Question 3.7: Translating Unit-Vector Information to Magnitude and Directi......
Translating Unit-Vector Information to Magnitude and Direction
Find the magnitude and direction of the vector \overrightarrow{ D }=(-3.5 \hat{\imath}+4.0 \hat{\jmath}) from Example 3.6.
INTERPRET and ANTICIPATE
Our work in Example 3.6 helps us anticipate the answer here. According to our sketch (Fig. 3.32), \vec{D} vector points into quadrant II, so we expect that 90^{\circ}<\theta<180^{\circ}
SOLVE
The scalar components are the coefficients in front of the unit vectors.
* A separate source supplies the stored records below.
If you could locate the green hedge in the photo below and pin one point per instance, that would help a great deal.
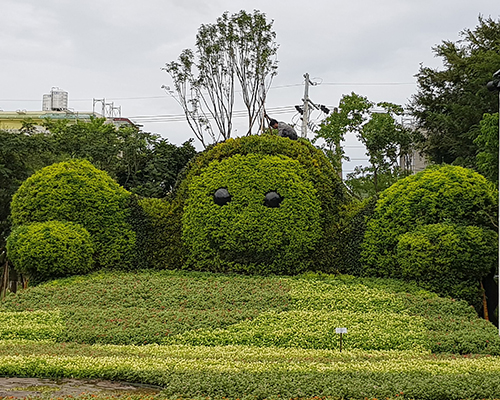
(450, 260)
(439, 195)
(249, 235)
(245, 235)
(50, 249)
(157, 223)
(75, 191)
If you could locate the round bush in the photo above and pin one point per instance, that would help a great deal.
(450, 260)
(50, 249)
(266, 218)
(447, 194)
(76, 191)
(246, 235)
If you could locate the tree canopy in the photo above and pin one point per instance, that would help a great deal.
(451, 101)
(379, 128)
(238, 48)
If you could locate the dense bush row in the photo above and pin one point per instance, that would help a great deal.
(75, 192)
(435, 228)
(254, 373)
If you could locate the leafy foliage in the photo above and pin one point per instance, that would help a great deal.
(261, 239)
(448, 259)
(20, 155)
(50, 249)
(211, 309)
(385, 139)
(35, 343)
(451, 102)
(449, 195)
(487, 144)
(141, 162)
(75, 191)
(281, 164)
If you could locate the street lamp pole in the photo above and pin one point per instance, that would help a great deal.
(494, 86)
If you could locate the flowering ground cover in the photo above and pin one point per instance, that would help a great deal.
(216, 336)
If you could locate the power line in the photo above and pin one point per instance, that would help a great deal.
(272, 87)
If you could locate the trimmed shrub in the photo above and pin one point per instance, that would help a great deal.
(245, 235)
(50, 249)
(450, 260)
(351, 233)
(158, 226)
(76, 191)
(446, 194)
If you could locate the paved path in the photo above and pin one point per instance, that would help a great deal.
(24, 387)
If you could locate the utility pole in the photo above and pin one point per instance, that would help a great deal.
(307, 102)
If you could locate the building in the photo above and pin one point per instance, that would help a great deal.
(54, 107)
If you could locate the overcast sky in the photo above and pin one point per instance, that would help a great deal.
(115, 49)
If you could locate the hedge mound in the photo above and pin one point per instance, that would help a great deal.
(449, 195)
(76, 191)
(50, 249)
(246, 236)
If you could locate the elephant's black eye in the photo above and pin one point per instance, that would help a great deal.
(272, 199)
(222, 197)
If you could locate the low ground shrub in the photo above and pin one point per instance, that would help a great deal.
(211, 309)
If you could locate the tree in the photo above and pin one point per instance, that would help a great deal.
(158, 173)
(141, 162)
(348, 117)
(451, 102)
(384, 137)
(237, 48)
(487, 144)
(386, 140)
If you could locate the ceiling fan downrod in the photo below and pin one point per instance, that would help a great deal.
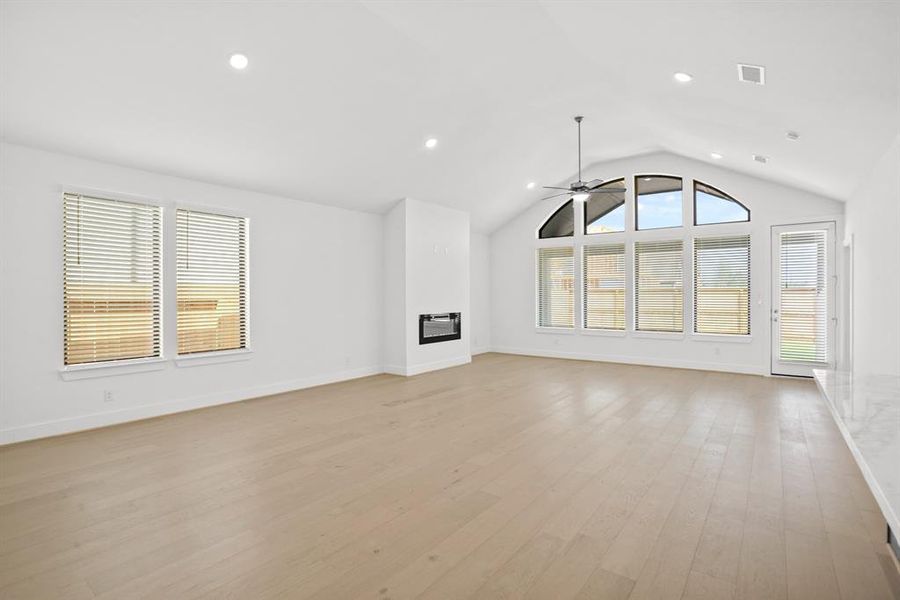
(579, 119)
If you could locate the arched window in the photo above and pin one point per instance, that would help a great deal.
(560, 224)
(715, 206)
(605, 212)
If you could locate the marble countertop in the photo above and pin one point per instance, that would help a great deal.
(866, 408)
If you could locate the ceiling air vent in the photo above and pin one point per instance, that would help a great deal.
(752, 74)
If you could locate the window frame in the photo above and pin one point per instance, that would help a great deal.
(168, 342)
(686, 232)
(77, 371)
(584, 288)
(720, 335)
(728, 196)
(211, 356)
(570, 330)
(634, 194)
(685, 307)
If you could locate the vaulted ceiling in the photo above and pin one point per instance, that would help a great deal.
(339, 97)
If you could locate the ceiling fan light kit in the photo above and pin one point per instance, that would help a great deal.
(580, 191)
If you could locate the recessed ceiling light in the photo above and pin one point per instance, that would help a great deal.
(238, 61)
(752, 74)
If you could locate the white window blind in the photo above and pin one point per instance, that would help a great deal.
(658, 298)
(604, 286)
(211, 282)
(722, 285)
(803, 321)
(556, 287)
(111, 280)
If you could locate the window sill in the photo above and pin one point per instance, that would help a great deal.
(558, 330)
(604, 332)
(213, 358)
(112, 368)
(722, 338)
(658, 335)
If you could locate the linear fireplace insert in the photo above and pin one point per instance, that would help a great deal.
(439, 327)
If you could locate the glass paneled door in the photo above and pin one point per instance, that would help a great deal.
(803, 276)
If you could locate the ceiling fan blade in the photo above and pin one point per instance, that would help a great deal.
(555, 195)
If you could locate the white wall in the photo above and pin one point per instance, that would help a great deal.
(394, 334)
(873, 220)
(480, 292)
(315, 299)
(513, 287)
(435, 264)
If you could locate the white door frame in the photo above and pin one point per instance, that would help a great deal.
(798, 368)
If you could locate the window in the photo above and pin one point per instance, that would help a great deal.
(560, 224)
(211, 282)
(803, 320)
(658, 201)
(556, 287)
(604, 287)
(111, 280)
(715, 206)
(605, 212)
(722, 285)
(659, 300)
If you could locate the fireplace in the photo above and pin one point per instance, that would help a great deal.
(439, 327)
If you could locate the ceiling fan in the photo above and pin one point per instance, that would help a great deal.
(582, 190)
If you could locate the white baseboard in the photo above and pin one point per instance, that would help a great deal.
(636, 360)
(136, 413)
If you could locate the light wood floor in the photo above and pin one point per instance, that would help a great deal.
(512, 477)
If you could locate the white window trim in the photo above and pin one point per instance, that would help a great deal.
(110, 368)
(215, 357)
(729, 338)
(555, 330)
(659, 335)
(603, 332)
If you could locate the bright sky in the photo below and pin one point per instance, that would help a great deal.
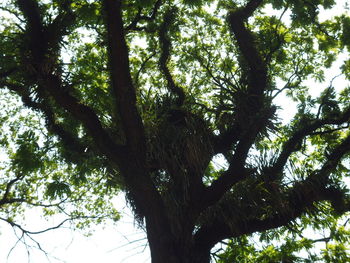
(120, 243)
(123, 243)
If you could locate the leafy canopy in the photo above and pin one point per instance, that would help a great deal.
(145, 95)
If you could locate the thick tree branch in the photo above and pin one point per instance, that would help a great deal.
(142, 191)
(165, 45)
(121, 78)
(257, 69)
(296, 201)
(236, 171)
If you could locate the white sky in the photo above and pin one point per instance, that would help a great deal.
(123, 243)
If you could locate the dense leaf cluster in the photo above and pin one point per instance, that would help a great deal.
(145, 96)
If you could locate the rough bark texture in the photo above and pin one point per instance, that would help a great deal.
(174, 232)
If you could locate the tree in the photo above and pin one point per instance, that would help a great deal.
(144, 95)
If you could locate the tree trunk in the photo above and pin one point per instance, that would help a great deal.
(165, 248)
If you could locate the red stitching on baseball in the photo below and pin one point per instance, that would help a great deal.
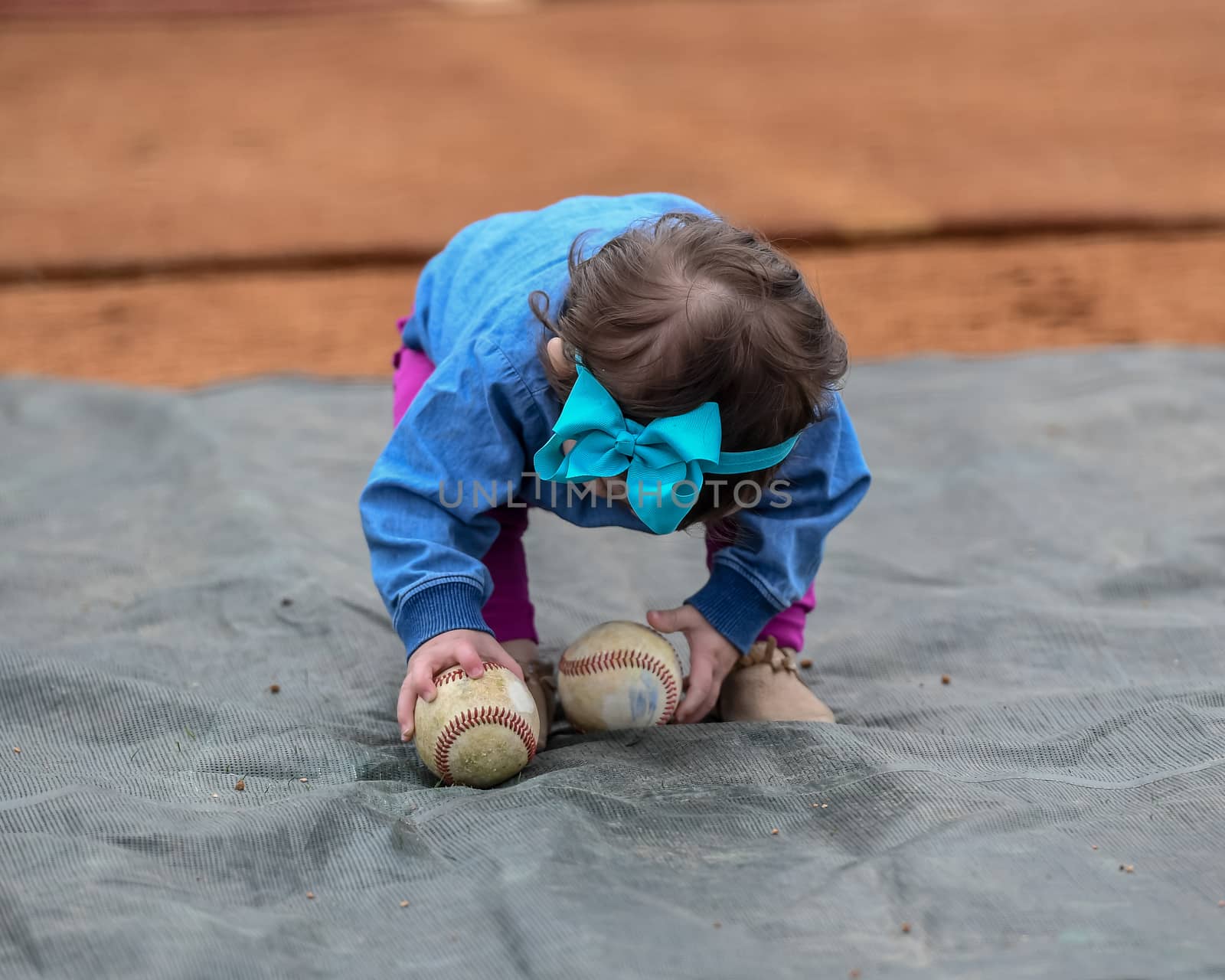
(456, 673)
(618, 659)
(471, 718)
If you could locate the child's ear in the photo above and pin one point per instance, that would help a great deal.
(557, 351)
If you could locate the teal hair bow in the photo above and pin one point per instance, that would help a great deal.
(665, 461)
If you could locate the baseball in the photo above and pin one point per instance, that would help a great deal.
(619, 675)
(478, 732)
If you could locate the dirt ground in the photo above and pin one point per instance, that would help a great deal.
(228, 151)
(965, 298)
(159, 139)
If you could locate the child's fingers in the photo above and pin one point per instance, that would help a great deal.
(501, 657)
(696, 706)
(671, 620)
(469, 659)
(422, 674)
(404, 708)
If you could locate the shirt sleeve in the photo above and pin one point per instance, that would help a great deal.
(455, 456)
(779, 542)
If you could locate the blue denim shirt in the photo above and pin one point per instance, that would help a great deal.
(469, 436)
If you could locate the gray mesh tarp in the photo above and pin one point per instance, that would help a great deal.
(1047, 531)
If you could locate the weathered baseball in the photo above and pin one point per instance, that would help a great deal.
(478, 732)
(619, 675)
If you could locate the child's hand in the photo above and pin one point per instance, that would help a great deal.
(710, 659)
(466, 648)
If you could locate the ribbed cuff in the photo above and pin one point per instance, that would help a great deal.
(449, 606)
(733, 606)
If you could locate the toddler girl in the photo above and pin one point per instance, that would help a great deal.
(618, 361)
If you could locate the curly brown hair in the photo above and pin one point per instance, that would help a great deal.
(689, 309)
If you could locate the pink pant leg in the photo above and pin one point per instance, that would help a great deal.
(508, 610)
(787, 626)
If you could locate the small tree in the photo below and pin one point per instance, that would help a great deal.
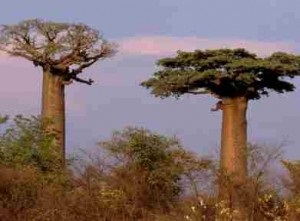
(234, 77)
(63, 51)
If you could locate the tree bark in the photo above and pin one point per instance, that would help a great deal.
(53, 109)
(233, 159)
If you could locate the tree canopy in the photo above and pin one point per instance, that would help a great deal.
(65, 49)
(223, 73)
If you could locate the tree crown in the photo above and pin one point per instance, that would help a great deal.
(223, 73)
(62, 48)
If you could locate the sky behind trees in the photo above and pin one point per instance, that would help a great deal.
(146, 31)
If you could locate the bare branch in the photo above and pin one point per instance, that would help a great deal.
(88, 82)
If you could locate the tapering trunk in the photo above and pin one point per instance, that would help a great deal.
(53, 109)
(234, 156)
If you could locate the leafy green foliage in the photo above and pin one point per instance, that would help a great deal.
(224, 73)
(24, 142)
(149, 167)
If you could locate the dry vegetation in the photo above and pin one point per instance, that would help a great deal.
(135, 175)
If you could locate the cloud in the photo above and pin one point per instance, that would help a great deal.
(165, 45)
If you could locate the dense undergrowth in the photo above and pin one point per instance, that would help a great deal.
(135, 175)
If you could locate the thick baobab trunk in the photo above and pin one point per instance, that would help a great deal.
(234, 156)
(53, 109)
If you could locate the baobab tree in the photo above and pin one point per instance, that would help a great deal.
(233, 76)
(63, 51)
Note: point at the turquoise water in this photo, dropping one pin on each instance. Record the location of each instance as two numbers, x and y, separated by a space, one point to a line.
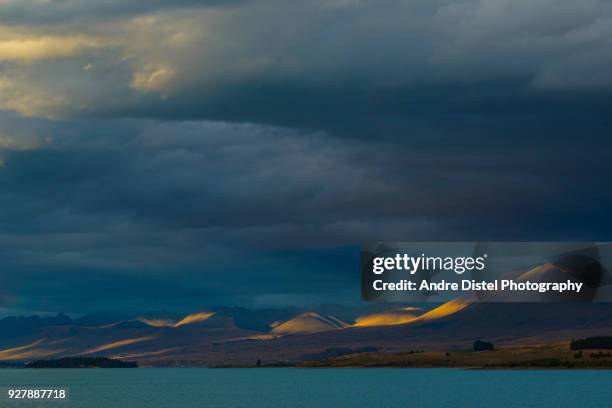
338 388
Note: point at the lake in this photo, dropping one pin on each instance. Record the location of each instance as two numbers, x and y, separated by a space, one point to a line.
290 387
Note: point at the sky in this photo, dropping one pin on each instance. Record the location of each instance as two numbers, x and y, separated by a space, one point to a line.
186 154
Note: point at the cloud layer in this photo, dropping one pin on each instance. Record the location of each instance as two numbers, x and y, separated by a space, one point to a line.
205 152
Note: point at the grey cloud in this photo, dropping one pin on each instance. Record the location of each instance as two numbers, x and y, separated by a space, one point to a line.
328 65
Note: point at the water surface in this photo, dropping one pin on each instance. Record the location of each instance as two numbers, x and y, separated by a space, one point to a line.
338 388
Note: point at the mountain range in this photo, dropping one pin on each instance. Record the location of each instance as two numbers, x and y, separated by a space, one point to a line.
238 336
Find the magnitude from Equation 3.12.
A=\sqrt{A_x^2+A_y^2} (3.12)
\begin{aligned}& D=\sqrt{D_x^2+D_y^2} \\& D=\sqrt{(-3.5)^2+4.0^2} \\& D=5.3\end{aligned}Use Equation 3.14
\theta=\tan ^{-1} \frac{A_y}{A_x}\quad \quad (3.14)and a calculator to find the direction.
\tan ^{-1} \frac{4.0}{-3.5}=-49^{\circ}CHECK and THINK
This result does not meet our expectation that 90^{\circ}< \theta <180^{\circ} . So, we add 180° to correct the answer returned by the calculator because \vec{D} should point into quadrant \mathrm{II}.
\theta=-49^{\circ}+180^{\circ}=131^{\circ}